Ban*sat!
Hentakan musik rock di telingaku bisa menenangkan rasa nyeri di bagian tubuhku yang lebam. Tubuhku telentang di kasur, bertelanjang dada, menatap langit-langit kamar yang graffiti-nya mulai koyak. Aku melukis langit-langit kamarku menggunakan cat semprot ketika kuberada di tingkat sembilan. Kulukis langit-langit itu dengan hamparan milky way dan langit gelap. Graffiti yang kuciptakan selalu berhasil mengantarku tidur tiap kali menatapnya, membuatku makin tenggelam ke dalam semesta paralel yang sampai sekarang masih enggan melahapku untuk selamanya.
Aku penasaran jika saja tulang rusukku retak akibat tendangan si Bedebah. Rasanya sangat nyeri tiap kali kuraba dengan jariku. Selain itu, sisi wajah dan bibirku juga mulai membengkak, memberiku sensasi denyutan tiap kali kugerakkan kepalaku untuk mencari posisi nyaman. Sial!
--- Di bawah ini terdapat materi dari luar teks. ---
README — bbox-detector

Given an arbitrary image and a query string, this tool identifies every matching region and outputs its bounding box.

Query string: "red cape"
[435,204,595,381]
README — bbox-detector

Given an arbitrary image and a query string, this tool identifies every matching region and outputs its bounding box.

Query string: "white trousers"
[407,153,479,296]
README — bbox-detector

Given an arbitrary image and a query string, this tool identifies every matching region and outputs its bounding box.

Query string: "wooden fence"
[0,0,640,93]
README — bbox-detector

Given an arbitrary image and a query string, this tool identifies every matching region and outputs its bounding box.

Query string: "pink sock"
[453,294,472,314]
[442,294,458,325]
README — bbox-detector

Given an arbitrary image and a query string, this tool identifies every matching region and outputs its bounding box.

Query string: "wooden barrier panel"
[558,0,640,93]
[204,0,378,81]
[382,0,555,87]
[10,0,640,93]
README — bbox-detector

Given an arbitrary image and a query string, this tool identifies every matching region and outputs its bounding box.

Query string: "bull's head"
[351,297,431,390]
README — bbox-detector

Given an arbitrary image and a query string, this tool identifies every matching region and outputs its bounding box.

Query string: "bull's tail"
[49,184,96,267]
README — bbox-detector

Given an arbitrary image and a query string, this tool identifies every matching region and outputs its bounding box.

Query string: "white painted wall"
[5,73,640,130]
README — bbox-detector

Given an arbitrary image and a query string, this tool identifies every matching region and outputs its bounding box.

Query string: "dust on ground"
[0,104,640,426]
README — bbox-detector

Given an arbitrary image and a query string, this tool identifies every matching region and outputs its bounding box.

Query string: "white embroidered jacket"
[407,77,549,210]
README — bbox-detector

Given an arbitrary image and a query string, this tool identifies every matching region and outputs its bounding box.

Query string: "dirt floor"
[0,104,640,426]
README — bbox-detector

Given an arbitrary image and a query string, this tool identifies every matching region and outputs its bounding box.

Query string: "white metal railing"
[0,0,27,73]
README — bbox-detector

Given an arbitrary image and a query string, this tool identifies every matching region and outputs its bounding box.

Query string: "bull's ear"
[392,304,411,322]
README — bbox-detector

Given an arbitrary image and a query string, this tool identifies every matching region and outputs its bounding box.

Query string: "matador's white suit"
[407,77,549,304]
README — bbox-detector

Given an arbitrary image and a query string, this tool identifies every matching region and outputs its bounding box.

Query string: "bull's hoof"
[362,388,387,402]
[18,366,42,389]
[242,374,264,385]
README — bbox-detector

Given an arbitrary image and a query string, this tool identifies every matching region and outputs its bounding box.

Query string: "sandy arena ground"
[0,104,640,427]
Akibat ketololanku, aku terpaksa izin ke Supervisor karena mustahil harus kerja dengan kondisi babak belur. Semoga saja beliau tak memecatku dari kerja paruh waktu itu. Upahnya lumayan untuk membantuku bertahan hidup di Neraka Jahanam ini.
Langit petang mulai menyingsing. Gradasi warna jingga yang ditemani kilauan ungu mengantar sang Mentari pulang ke peristirahatannya. Aku tak sabar menanti langit malam mulai merajai hari yang sungguh menjengkelkan ini.
Mataku terpejam, menikmati melodi rock yang bisa mengalihkan ingatanku dari kejadian naas. Rupanya, dendam Baj*ng*n itu tak berkurang sama sekali. Pastinya membukit. Tetapi yang kukhawatirkan sekarang adalah nasib Farhan selanjutnya. Sialan! Jika saja kubiarkan dia meratapi hinaan Kevin, pasti tubuhku tak babak belur dan bisa bekerja malam ini. Dan tentunya, aku tak perlu terbebani oleh rasa tanggung jawab, memikirkan bagaimana caranya Farhan bertahan hidup hingga hari kelulusan tiba. Sial! Namun, ada sedikit ruang di hatiku yang lega. Rasanya, gumpalan sesak di sana terangkat karena kuberhasil mengalahkan sesuatu yang membelengguku selama ini.
Aku... berhasil membela seorang manusia... dari penindasan Kevin.
Mataku terbelalak karena nyeri tubuhku yang menyiksa. Sepertinya, aku harus bergerak... agar aliran darah yang tersumbat akibat lebam... bisa mengalir lebih lancar. Saat melihat keluar jendela, ternyata gelap gulita sudah sempurna menutupi langit. “Jam 9 malam.” Kuraih jaket parkaku dan helm, juga ransel yang berisi botol minum, lalu keluar kamar sebelum malam terlalu larut.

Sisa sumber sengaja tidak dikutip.